Важно отметить, что Комоедицы еще связывались с пробуждением после зимней спячки медведя, и именно в таком же древнерусском имени этот праздник когда-то был известен и у древних греков, что говорит о его всеобщей и древнейшей традиции. Сам медведь животное исключительное, его можно считать самым архаичным млекопитающим Севера, автохтоном Арктиды. Об этом говорит и его сохранившаяся и в умеренных широтах генетическая программа: жить по Солнцу и спать в полярную ночь, а теперь в зиму. Эту программу нельзя объяснить отсутствием зимой тепла, а не света, хотя бы потому, что в эпоху Арктиды среднегодовая температура там была выше +10 градусов, да и прочие хищники (волки, лисы, рыси) доказывают, что дело не в холоде.
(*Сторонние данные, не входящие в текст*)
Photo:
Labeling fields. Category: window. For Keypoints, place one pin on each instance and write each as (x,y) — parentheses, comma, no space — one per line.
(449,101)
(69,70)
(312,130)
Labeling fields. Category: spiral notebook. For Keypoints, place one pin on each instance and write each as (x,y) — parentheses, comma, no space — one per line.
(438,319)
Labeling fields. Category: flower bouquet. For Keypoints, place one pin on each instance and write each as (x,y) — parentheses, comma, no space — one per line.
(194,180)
Древнерусское имя «бер» («берлога»), германское «bear» той же этимологии, что и греческое «борей», и в самом же греческом языке понятия «медведь» и «север» весьма близки — Arc и Arctis.
Рядом с медведем можно поставить только пчел, таких же солнечных и гиперборейских созданий, которые также до сих пор живут по полярному времени, ночь — зима и день — лето. В северном человеке тоже спит наидревнейший ген, который вдруг иногда возрождается, и тогда человек засыпает странным полумертвым сном. Летаргический сон чисто медицинский термин, но медицина не может сказать об этом ни одного внятного слова. Из всех млекопитающих только человек и медведь сохранили эту «странную» способность.
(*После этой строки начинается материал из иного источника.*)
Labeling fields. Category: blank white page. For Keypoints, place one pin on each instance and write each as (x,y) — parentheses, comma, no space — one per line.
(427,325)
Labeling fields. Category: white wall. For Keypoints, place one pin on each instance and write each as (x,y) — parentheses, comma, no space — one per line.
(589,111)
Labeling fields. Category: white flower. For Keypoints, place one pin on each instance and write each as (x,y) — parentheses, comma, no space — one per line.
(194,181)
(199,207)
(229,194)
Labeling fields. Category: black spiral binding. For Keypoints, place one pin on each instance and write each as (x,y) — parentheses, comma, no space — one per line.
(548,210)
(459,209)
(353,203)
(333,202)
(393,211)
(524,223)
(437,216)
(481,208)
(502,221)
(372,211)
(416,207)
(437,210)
Возможно, вся тайна человека в спящих генах и главная тайна в том, что большинство человеческих генов, чуть ли не 90 %, спящие. Нынешняя цивилизация Кали-юги цивилизация «спящих», если не умирающих. Наше «коллективное бессознательное», наше родовое сознание, еще живо только благодаря этим 90 %, уже спящим, но еще не умершим. Сам феномен сохранения Традиции связан исключительно с генетической памятью, человек передает потомству не только цвет глаз, но прежде всего эстафету информации. В этом собственно и есть методология познания. «Знание есть припоминание» (Платон).
* * *
Сразу за Масленицей следует Великий пост, и это тоже от Севера, внутри ветхозаветной традиции, откуда вышло христианство, сакральное голодание по абсолютно чуждому. Великий пост, может, есть наша самая главная память о Севере, о гиперборейском земледельческом Рае, который не знал животной пищи. Не менее важная составляющая родовой памяти — это и отказ от половой жизни, объяснение этому в том, что дети, зачатые в период поста, рождаются в самую полярную ночь, появляются в мир без света, без Солнца, в богооставленный мир. Если православный в пост съел скоромное, то этот грех он мог и отмолить, наложив всякие епитимьи, но известно, что вплоть до XX века священники даже отказывались крестить детей, зачатых в пост, и это была не отдельная практика, а каноническое уставление. Первые свадьбы на Руси после поста праздновали на Красную Горку, в начале мая, то есть дети заведомо рождались после Сретенья, 2 февраля, и они уже встречали Солнце. Современные инсинуации о том, что это скорее пост души, чем тела — не более чем христианское вырождение традиции, чисто кабинетное и теологообразное. Главный смысл именно в отказе от плотского, и в смысле пищи, и в смысле тела. Впрочем, остальное христианство выродилось еще при Лютере, который уже в XVI веке отменил все посты как некую глупость, и это сильно подчеркивает в очередной раз, что в коллективном бессознательном индоевропейцев уже отсутствовала память о Севере.